Николай Семенович задумался.
— Да, там такая… с косичками…
— С косичками! — захохотала трубка. — Нинка Павлова — вот кто!
— Кажется, ее звали Люся…
— Люся? Ха! Ты мне будешь говорить, как меня зовут! Нина я! Нина Павлова.
— Нина? Ты!
И Николай Семенович вспомнил тот далекий школьный спектакль, как засовывал себе под ремень подушку для солидности, а Нина взяла у своей мамы туфли на шпильках, чтобы быть повыше.
— Теперь ты, наверное, и без подушки солидный, — сказала Нина.
— Да… толстею… Нина, может, тебе что-нибудь нужно? Я для тебя все сделаю.
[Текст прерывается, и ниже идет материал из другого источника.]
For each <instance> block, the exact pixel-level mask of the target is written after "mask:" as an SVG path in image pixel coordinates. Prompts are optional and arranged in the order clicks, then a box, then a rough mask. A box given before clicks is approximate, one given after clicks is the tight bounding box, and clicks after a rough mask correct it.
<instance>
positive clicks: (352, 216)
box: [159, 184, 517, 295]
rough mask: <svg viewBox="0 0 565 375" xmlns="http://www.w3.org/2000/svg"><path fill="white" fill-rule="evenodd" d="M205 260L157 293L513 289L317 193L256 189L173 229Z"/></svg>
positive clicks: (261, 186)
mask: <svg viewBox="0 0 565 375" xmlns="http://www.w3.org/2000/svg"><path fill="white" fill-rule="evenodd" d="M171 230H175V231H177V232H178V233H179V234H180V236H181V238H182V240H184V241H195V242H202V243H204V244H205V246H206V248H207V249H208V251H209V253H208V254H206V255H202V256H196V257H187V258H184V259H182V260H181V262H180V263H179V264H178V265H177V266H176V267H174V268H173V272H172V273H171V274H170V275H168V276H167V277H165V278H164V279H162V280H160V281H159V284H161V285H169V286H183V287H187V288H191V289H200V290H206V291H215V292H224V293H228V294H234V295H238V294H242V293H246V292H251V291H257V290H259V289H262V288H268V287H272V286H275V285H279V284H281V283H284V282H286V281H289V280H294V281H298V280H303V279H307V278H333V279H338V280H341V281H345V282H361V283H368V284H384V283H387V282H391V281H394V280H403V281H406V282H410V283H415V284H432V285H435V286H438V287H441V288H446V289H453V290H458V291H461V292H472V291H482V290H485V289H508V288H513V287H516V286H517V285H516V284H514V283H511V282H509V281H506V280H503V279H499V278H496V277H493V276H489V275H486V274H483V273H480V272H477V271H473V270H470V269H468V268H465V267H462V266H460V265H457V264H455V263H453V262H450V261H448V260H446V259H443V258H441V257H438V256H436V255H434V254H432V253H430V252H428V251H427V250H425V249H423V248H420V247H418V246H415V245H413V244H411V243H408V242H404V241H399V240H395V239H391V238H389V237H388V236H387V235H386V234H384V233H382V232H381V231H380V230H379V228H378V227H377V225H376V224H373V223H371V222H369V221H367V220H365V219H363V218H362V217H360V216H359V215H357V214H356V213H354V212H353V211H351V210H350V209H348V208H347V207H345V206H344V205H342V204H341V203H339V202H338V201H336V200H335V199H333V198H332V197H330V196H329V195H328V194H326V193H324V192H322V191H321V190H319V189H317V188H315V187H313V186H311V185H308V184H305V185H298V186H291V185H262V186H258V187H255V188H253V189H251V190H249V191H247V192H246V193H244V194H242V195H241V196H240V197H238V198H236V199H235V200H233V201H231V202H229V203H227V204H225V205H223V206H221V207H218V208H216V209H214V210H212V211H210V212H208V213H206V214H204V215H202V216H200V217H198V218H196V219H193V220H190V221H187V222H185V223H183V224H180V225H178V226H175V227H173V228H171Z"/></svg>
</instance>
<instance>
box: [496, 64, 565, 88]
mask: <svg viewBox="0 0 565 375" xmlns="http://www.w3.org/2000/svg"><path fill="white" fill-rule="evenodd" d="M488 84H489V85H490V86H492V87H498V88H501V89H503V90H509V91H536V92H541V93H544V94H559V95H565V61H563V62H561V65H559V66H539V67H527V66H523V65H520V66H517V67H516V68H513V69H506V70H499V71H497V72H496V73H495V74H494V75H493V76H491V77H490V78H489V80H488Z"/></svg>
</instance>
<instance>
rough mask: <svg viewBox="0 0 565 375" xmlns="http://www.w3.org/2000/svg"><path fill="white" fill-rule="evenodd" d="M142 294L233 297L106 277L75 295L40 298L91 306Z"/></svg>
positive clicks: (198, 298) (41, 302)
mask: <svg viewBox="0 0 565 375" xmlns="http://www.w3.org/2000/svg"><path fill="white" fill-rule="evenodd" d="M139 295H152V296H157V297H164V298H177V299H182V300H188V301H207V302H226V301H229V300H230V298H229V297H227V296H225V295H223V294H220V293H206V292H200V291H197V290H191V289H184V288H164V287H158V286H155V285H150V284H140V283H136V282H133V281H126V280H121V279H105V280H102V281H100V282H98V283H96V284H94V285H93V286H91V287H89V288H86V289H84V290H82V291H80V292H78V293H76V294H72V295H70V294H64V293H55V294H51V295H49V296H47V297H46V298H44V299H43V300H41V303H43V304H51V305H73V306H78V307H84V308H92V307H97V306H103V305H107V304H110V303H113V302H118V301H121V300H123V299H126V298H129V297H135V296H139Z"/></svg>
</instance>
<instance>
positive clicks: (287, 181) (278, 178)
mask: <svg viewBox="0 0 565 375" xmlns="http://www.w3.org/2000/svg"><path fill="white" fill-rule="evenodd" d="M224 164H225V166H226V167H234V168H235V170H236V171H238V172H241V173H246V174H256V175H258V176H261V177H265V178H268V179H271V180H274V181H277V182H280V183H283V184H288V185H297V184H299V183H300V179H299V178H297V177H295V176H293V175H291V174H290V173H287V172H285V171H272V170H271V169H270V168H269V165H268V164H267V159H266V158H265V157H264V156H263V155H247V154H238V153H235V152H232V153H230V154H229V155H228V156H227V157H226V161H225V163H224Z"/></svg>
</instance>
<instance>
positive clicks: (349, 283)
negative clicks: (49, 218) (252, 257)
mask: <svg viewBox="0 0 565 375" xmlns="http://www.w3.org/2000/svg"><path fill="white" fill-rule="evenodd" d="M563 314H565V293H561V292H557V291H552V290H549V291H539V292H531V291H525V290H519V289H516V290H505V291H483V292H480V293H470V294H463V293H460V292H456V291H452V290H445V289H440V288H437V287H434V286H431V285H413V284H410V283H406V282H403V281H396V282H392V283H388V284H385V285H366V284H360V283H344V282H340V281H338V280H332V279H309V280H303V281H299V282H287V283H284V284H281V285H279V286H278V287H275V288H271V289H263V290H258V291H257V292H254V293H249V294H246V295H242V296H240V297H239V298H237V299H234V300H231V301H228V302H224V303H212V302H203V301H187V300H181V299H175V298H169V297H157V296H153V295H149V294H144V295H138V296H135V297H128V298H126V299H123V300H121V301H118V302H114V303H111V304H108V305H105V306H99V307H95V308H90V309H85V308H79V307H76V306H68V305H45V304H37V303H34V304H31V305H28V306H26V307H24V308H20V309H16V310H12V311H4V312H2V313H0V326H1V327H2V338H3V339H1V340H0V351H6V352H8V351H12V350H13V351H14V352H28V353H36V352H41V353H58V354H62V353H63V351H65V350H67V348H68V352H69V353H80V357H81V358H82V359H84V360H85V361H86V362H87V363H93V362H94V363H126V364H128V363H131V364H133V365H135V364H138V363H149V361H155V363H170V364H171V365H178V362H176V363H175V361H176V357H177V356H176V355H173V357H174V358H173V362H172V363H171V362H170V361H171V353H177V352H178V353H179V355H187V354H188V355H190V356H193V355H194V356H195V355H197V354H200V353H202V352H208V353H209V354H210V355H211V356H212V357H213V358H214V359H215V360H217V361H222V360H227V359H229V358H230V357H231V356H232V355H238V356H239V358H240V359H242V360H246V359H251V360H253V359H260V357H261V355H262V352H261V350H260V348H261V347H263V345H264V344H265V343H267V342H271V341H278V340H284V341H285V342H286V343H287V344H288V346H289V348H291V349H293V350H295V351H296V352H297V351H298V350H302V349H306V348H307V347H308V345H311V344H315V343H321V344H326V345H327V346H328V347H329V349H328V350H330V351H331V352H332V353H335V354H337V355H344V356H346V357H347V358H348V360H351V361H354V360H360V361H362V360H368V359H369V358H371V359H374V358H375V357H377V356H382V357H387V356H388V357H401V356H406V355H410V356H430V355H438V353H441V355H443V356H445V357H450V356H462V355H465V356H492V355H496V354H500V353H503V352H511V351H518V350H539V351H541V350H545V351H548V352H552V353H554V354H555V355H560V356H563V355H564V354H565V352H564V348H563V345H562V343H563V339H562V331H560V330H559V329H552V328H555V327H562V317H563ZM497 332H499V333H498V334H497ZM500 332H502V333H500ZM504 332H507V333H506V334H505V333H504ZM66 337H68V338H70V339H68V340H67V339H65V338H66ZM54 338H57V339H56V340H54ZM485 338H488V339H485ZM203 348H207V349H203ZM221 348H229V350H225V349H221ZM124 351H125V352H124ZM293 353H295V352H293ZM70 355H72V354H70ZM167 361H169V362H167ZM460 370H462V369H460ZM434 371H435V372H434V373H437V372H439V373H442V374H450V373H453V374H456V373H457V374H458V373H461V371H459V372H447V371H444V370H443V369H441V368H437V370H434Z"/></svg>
— Нет, Коля, ничего. Я просто позвонила узнать, жив ли ты.
— Жив… — ответил Николай Семенович и задумался.
ПРОТИВОЯДИЕ
Нервные все стали. Прямо на улице дергаются. Особенно молодежь. Стою я как-то на остановке, а впереди меня высокий молодой человек с дипломаткой. Замечаю, что время от времени ногой дергает и по асфальту бьет, как застоявшийся жеребец, которого мухи кусают. «Нервные тики, наверное, одолевают, — думаю, — переучился, небось. Сейчас от науки вся молодежь страдает. Тяжелое на их долю детство выпало — с фигурным катанием, иностранными языками и бинарными уравнениями. Это тебе не наше детство с игрой в салочки-выручалочки и в казаки-разбойники…»
Пошел домой через наш районный сквер, а там сплошной кордебалет. Возле каждого дерева здоровенные мужики в трико стоят и ноги в разные стороны задирают. Женщин с детьми пугают. Кряхтят, сопят, лица красные от натуги. Стараются ноги повыше задрать. Может, это танцевальный ансамбль районного Дома культуры балет «Лебединое озеро» репетирует? Но на лебедей мужики не очень похожи, выражение у всех серьезное, как в бане на верхней полке парилки.
А один из них, лысый, совсем босиком, в майке, на ней нарисован оскаленный череп и написано «каратэ», и все ногой дергает, на лице у него такая досада, что жалко его стало. Подошел и спросил, как дела.